As the director of Treasury's Office of Financial Enforcement, Mr. Djinis oversees financial institutions' compliance with the Bank Secrecy Act and other money-laundering laws.

Before he came to Treasury, he used to be even closer to the front lines. At the Justice Department he was one of the main coordinators of Operation Polar Cap, the largest money-laundering investigation and prosecution to date.

Polar Cap tracked more than $1 billion in drug proceeds that flowed through American banks and sham companies from the Medellin cartel in Colombia.

Know Your Customer

"There are two new, key components which Treasury will be telling bankers about in coming months: |know-your-customer' regulations and guidelines to help banks recognize suspicious activities," he said.

"The know-your-customer policy basically means that the bank must attempt ... to understand the nature of their customers' business," Mr. Djinis said. The regulation is expected to apply to banks and nonbanks.

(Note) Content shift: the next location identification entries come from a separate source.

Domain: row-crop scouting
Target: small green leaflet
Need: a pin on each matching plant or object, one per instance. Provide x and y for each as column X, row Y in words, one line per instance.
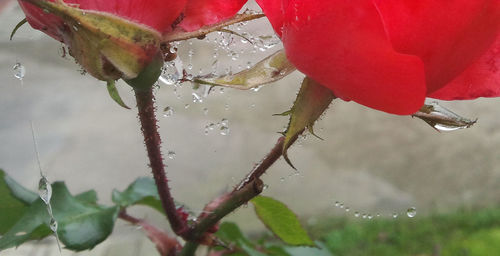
column 81, row 223
column 142, row 191
column 281, row 221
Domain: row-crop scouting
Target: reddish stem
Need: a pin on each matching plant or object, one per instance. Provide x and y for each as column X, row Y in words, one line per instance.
column 152, row 140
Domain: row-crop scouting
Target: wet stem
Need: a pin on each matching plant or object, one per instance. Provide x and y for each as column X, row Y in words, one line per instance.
column 152, row 140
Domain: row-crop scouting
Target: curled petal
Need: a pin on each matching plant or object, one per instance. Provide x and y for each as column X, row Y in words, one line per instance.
column 447, row 35
column 481, row 79
column 199, row 13
column 342, row 45
column 274, row 12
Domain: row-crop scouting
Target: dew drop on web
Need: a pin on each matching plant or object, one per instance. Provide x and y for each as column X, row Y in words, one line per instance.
column 45, row 190
column 19, row 71
column 168, row 111
column 411, row 212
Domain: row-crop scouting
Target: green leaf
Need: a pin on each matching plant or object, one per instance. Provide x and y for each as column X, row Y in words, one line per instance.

"It suggests that you take a look at the information, no matter where within the bank it is, and try to put all the pieces together. Don't start and stop at the teller's window. Look at the loan department. Look at the wire room. Determine whether or not your customer is engaged in routine wire transfers that are going outside the country. Are deposits made by different people? That's the know-your-customer concept," he said.

After bankers learn more about their customers, certain activities should set off alarm bells. Treasury has come up with a master list of suspicious activities. From that, Treasury expects to issue guidelines so that banks and other financial firms know what to look for.

"It is much more specific than anything that has ever been released before," Mr. Djinis said. Banks don't have to wait for the new guidelines to start beefing up their anti-money-laundering practices.

"Complying with the Bank Secrecy Act will help you a lot," he said. He acknowledged, however, "Even if you cross all your t's and dot all your i's on your currency transaction reports, that doesn't mean the bank is going to stay out of trouble. I can't give that assurance because you might have the best BSA compliance program in the world, but esentially if you don't have any idea of what your customers are doing ... you could easily get in trouble."

One common source of problems for a bank is the failure to properly identify customers on reports of cash transactions of more than $10,000. The slip-up can be as simple as failing to note the customer's occupation.

"It's almost laughable, but on occasion ... somebody will put down |businessman,'" Mr. Djinis said. "We don't expect you to slay |drug trafficker,' but we would expect you to identify if it is a ... grocery store or a shoe store."

Another common problem is when CTRs list a post office box as an address, he said. "Don't use a post office box, use the real street address," Mr. Djinis said.

Hindrance to Investigations

Banks that don't take down enough information hinder those using Treasury's data bases to track criminals. Sometimes the problem is "not obtaining a very valuable identifier -- either a driver's license or Social Security number - or if you do obtain it, not putting it down on the CTR," Mr. Djinis said.

"Either one is going to be fatal, because again, if there is a name like Jones or a business with a common name, there is no way to separate Jones with a New York driver's license from Jones with a Florida driver's license."

Also, banks often do a poor job of maintaining their $3,000 identification log, which applies to all cash transactions of more than $3,000 but less than the $10,000 limit that would require a CTR.